In [1]:
# default_exp core

# Core Functions
> Python library to access online data from the Joshua Project via APIv2

[Joshua Project](https://joshuaproject.net/) via [APIv2](https://joshuaproject.net/resources/datasets)

In [2]:
# export
import urllib3
from urllib3.util.url import Url
import certifi
import json
from functools import partial
from datetime import date
from fastcore.test import *

In [3]:
#hide
from nbdev.showdoc import *

## URL Construction Functions

In [4]:
# hide
api_key='w3NOS49TW7fg' #'your_api_key'

In [5]:
# export
def url_path_query(path:str,cntry:str=None,pgid:str=None,extra=None,month=None,day=None,api_key='your_api_key')->str:
    """Builds and returns a string url to query `path` for `cntry` 
    with optional `pgid`,`extra`,`month` and `day`."""
    query = ''
    if cntry is not None: query = query+'ROG3='+cntry
    if pgid  is not None: query = query+'&PeopleID3='+pgid
    if extra is not None: query = query+'&'+extra
    if 'upgotd' in path:
        today = date.today()
        if isinstance(day,  int):   day=str(day)
        if isinstance(month,int): month=str(month)
        if day is None:   day   = today.strftime("%-d")
        if month is None: month = today.strftime("%-m")
        query = query+'&LRofTheDayMonth='+month
        query = query+'&LRofTheDayDay='  +day
    query = query+'&api_key='+api_key
    return Url(scheme='https', host='joshuaproject.net', path=path, query=query).url

In [6]:
show_doc(url_path_query)

<h4 id="url_path_query" class="doc_header"><code>url_path_query</code><a href="__main__.py#L2" class="source_link" style="float:right">[source]</a></h4>

> <code>url_path_query</code>(**`path`**:`str`, **`cntry`**:`str`=*`None`*, **`pgid`**:`str`=*`None`*, **`extra`**=*`None`*, **`month`**=*`None`*, **`day`**=*`None`*, **`api_key`**=*`'your_api_key'`*)

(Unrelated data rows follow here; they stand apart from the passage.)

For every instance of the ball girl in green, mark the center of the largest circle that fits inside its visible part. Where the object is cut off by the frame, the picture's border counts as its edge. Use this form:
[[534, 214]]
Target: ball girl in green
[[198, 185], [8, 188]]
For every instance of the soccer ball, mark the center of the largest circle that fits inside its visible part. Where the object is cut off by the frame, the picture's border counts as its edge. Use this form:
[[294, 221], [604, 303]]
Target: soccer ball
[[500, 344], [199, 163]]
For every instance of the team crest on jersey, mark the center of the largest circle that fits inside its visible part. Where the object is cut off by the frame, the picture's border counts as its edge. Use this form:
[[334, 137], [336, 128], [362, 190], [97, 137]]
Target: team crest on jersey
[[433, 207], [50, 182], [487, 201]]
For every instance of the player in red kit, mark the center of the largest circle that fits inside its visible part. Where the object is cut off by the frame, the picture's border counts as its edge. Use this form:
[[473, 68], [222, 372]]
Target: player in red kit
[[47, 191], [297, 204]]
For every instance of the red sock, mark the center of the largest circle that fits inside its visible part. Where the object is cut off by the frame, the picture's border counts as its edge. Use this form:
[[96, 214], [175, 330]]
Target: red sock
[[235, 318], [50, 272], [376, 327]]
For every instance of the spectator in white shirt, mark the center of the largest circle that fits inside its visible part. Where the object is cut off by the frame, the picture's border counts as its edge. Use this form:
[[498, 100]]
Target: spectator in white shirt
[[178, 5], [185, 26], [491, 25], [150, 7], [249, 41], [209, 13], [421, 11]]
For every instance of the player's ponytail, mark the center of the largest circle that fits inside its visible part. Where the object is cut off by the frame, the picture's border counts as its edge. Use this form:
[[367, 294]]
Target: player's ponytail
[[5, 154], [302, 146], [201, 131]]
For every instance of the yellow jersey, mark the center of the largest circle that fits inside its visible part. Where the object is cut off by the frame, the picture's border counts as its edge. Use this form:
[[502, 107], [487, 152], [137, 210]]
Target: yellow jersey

Builds and returns a string url to query `path` for `cntry` 
with optional `pgid`,`extra`,`month` and `day`.

`url_path_query` is a generic low-level function. It requires specification of required `path` and if used without other specific arguments, returns over 17000 records.

`cntry` is a two-letter country code as was specified in FIPS 10-4 (US Federal Information Processing Standard), which is now absolete a bit differs from the international ISO 3166 standard. See details.

The library provides a helper function to work around the current ambiguity.

`pgid` is a string with people group id.

`extra` is an *optional* argument in a form `field=value`, for example: `'LeastReached=Y'`

`month` and `day` are *optional* arguments of type `int` used in `url_upgotd` to specify the date for which to request the unreached people group. If either is omitted, the value of the current date is used. If `int` values are passed, these are coverted to proper `str`.

In [7]:
test_eq(url_path_query('/api/v2/people_groups'),
        'https://joshuaproject.net/api/v2/people_groups?&api_key=your_api_key')

In [8]:
# export
url_pgs_cntry  = partial(url_path_query,'/api/v2/people_groups')
url_pgs_cntry.__doc__ = """Get all people groups in a specific country."""

url_pg_cntry   = partial(url_pgs_cntry)
url_pg_cntry.__doc__ = """Get a specific people group in a specific country."""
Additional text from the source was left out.